21Pete Grugeon July 28th, 2023
How are you testing that no carbon is combusted, just the gas. I'm interested in the methodology.
Do you do all of your cooking on this? If not, what method do you use to cook on, which is more carbon efficient than charcoal from sustainable land management?
22Cheryl Hillier July 29th, 2023
OK so it's not an exact process, like the Amazonians making Terra Preta thousands of years ago, there is some ash, but so what?
The overall aim is to sequester most of that carbon, instead of burning it.
We light the fire morning and evening to make hot water if it is needed (It's kept in a thermal store) and will use this heat to cook on but if there is no need for hot water, or it's already too hot, we would not waste the heat from the wood just to cook on. We have an induction hob for cups of tea, ideally all electricity should be from renewables, we haven't got solar panels yet but we do pay for a green tariff.
Charcoal form sustainable land management is obviously 'better' than charcoal from unsustainable land management, but I can't see the ecological sense in not using the heat from the process used to make the product you use to cook on, when you could just use wood in the first place? It's a very wasteful process, and if you don't burn off the syn gasses, (Why not use these?) these are worse GHG's than the CO2.
Use charcoal to sequester carbon and repair soils, don't burn it, unless you need to eg for black smithing.
We need to sequester carbon at this stage because if we stopped burning carbon today, we are still heading for 2.5 degrees or more.
It's the end game.
Sequestering carbon is the only hope we have left.
Adding Biochar to soils not only sequesters carbon, it improves/restores the soils ability to sequester carbon too.
23Cheryl Hillier July 29th, 2023
There is also a good market for Biochar - need to inoculate it first though.
This would make a very sustainable income stream if you can figure out how to make it without wasting the energy or syn gasses produced.

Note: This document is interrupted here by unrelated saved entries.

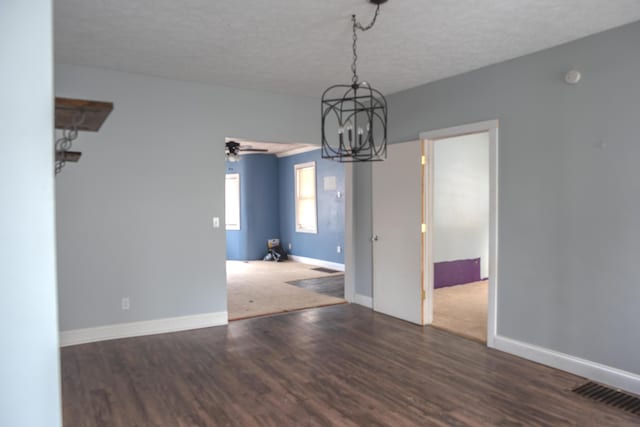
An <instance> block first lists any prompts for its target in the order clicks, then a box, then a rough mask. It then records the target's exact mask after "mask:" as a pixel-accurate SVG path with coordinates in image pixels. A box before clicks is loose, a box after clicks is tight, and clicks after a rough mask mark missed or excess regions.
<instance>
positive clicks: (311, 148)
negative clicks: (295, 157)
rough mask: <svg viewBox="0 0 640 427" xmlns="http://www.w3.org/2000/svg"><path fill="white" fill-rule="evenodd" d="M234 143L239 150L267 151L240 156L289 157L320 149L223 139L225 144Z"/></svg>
mask: <svg viewBox="0 0 640 427" xmlns="http://www.w3.org/2000/svg"><path fill="white" fill-rule="evenodd" d="M229 141H235V142H237V143H239V144H240V148H241V149H247V148H257V149H260V150H267V151H266V152H264V153H260V152H258V153H256V152H252V151H240V155H241V156H242V155H247V154H275V155H276V156H278V157H284V156H290V155H293V154H300V153H306V152H307V151H313V150H317V149H319V148H320V147H319V146H318V145H315V144H300V143H280V142H261V141H247V140H244V139H239V138H225V142H229Z"/></svg>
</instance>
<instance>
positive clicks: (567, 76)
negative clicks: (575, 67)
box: [564, 70, 582, 85]
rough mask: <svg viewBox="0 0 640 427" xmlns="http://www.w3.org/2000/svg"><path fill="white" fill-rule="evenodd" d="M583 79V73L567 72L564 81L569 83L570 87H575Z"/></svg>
mask: <svg viewBox="0 0 640 427" xmlns="http://www.w3.org/2000/svg"><path fill="white" fill-rule="evenodd" d="M581 78H582V73H580V71H578V70H571V71H567V74H565V75H564V81H565V82H567V83H569V84H570V85H574V84H576V83H578V82H579V81H580V79H581Z"/></svg>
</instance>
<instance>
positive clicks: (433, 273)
mask: <svg viewBox="0 0 640 427" xmlns="http://www.w3.org/2000/svg"><path fill="white" fill-rule="evenodd" d="M480 280H481V278H480V258H474V259H461V260H456V261H445V262H436V263H435V264H434V265H433V287H434V289H438V288H444V287H447V286H455V285H461V284H463V283H472V282H479V281H480Z"/></svg>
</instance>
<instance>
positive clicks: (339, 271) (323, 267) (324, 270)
mask: <svg viewBox="0 0 640 427" xmlns="http://www.w3.org/2000/svg"><path fill="white" fill-rule="evenodd" d="M312 270H315V271H320V272H322V273H342V271H338V270H332V269H330V268H326V267H316V268H312Z"/></svg>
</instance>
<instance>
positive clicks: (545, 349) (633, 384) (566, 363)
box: [493, 335, 640, 394]
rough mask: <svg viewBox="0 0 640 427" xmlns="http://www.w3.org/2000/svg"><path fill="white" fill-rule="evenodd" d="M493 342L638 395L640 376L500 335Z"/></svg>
mask: <svg viewBox="0 0 640 427" xmlns="http://www.w3.org/2000/svg"><path fill="white" fill-rule="evenodd" d="M493 343H494V348H495V349H497V350H501V351H504V352H506V353H511V354H515V355H516V356H520V357H522V358H525V359H528V360H532V361H534V362H538V363H541V364H543V365H547V366H551V367H552V368H557V369H560V370H562V371H567V372H571V373H572V374H575V375H579V376H581V377H585V378H588V379H590V380H593V381H596V382H599V383H602V384H606V385H609V386H612V387H615V388H619V389H623V390H626V391H629V392H631V393H634V394H640V375H637V374H634V373H631V372H627V371H623V370H621V369H617V368H612V367H611V366H607V365H602V364H600V363H596V362H592V361H590V360H585V359H581V358H579V357H575V356H571V355H569V354H565V353H560V352H557V351H554V350H550V349H548V348H544V347H539V346H537V345H533V344H527V343H524V342H521V341H517V340H513V339H511V338H506V337H503V336H500V335H498V336H496V337H495V338H494V342H493Z"/></svg>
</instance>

Charcoal BBQ's are not sustainable.
You get much more heat from far less wood with rocket stoves, there are some designs for combining rocket stoves with Biochar kilns, the Hookway retort stole it's design from Ed Revill, look Ed up, he knows a thing or two about sustainability.
24Pete Grugeon July 29th, 2023
Cheryl Hillier charcoal barbecues are far better for the environment than your induction hob, which runs mainly on fossil fuels. The carbon cycle of sustainable forestry makes it carbon neutral and a fair amount of charcoal, which is too small for bbqs ends up as biochar or equivalent, which makes it carbon negative.